Friday, September 13, 2013

Another Paint-Out

Adams Farm, Oil on Linen, 11x14
Last Saturday I participated in the Adams Farm Paint Out in Walpole, MA,  for which 26 other artists were involved.  The painting on the left indicates the typically beautiful scenery available at the site.  As usual in setting up the landscape on canvas, one has to simplify.  The meadow between the barn and myself was rich in its wildflower display, requiring some generalization of color areas in the middle plane.  There was a small pond in the foreground and, happily, the shadows cast by nearby trees.  After a lunch break I began a second canvas.

Path by the Milkweed, Oil on Canvas, 11x14
The scene before me, dappled shadow on a trail, with milkweed, and an old tree by a bend in the path off to the left, suggested a looser treatment for its development.  there were distant figures (barely discernible)  which I added to the painting appearing beyond the bend, but the painting was rich in texture, showing much use of my trusty palette knife.
After completing this painting, I framed it to display in the barn for judging by the eminent painter Robert Douglas Hunter.  No prize for this one, but it was certainly fun to paint and to hone one's skills in plein air.

Off  Beavertail, Oil on Canvas, 11x14
 This painting (left) enabled me to get back to my favorite subject, the sea.  I had to exercise simplification even here.  There were many more rocks than shown here, but I retained the most noticeable boulders.  (In fact, I hope those students who painted with me at this spot last month will recognize the large rock formation on the left!)



At Save the Bay, Oil on Canvas, 8x10
This small pochade was done as I sat along a trail on the upper Narragansett Bay in 35-mph gusts.  With pochade box on my lap I reorded the scene before me.  No one would guess that this is Providence territory!

Tuesday, September 3, 2013

More Summer Activity


  The two small paintings above (both 5x7 in) were accomplished using my pochade box, a useful device to have on hand especially when weather is threatening or your time constraints are too tight.  The box I use is a wooden one made for size 6 x 8 paintings, a more common size found overseas than here.  I prefer painting on the slightly larger 6 x 8 surface, but finding frames for that size is not as easy as finding 5x7 (plein-air) frames.  Paintings this size can be a delight to do since the painter is more likely to take risks with this rather than larger sizes.  (As one painter once told me:  "Small painting, small mistakes; big painting, big mistakes.)  More practical is the time element.
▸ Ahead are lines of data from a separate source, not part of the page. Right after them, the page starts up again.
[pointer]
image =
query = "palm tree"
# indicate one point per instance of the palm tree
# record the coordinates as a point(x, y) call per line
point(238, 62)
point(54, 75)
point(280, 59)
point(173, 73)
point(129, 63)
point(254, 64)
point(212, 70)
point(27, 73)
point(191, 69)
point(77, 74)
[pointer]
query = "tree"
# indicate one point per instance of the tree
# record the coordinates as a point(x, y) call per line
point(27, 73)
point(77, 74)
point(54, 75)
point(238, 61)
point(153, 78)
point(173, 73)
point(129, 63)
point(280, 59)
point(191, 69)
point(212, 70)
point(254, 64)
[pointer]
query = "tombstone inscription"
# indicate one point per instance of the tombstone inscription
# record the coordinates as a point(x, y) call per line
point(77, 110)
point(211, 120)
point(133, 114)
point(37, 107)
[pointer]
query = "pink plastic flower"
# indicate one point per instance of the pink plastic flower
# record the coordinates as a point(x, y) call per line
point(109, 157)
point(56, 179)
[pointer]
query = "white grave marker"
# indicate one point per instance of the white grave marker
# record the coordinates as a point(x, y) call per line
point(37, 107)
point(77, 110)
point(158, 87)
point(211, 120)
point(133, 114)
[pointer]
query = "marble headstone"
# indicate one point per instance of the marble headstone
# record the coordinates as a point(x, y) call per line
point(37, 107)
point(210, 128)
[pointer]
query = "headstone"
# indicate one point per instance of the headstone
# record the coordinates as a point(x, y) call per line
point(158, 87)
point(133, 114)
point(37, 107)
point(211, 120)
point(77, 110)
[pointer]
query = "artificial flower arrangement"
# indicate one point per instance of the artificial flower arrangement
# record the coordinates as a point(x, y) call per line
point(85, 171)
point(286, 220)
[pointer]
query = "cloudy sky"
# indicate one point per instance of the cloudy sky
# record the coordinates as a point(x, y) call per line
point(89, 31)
A painter can complete these in 20 -45 minutes.  Moreover, as the first painting suggests, we can keep to the poster effect if the intention is to use the 5x7 as a reference for a larger studio work.  In any case, it seems like a good idea to keep a 5x7 plein-air gold frame handy just in case -- just in case the small study turns out to be a keeper!


This 11 x 14 oil is a study done in the local park of  trees and rocks.  As you can see I was fascinated with the play of light, the dappled shadows on the rock.  I may have gotten carried away by dappling the trees too much!  But the painting did serve its primary purpose as a study and a practice for this painter to compare values and achieve realistic coloring .



The painting on the left, an 8x10 oil, represents the dunes by Crane Beach.  While at Crane Beach a week ago, I took the opportunity to sketch some of the beauty in watercolor.  The watercolor became the prime reference (next to memory) for the painting shown here.  The painting is quite juicy., mostly palette-knife work in which the foreground show creeping afternoon shadows.  The Ipswich area is rich in painting venues and I hope to be up that way in the fall.  And it's right next to Plum Island and Newbury Port -- both fair game to the plein-air painter.

     I have some small works being shown at Java Madness at Salt Pond in Wakefield, RI until mid-September.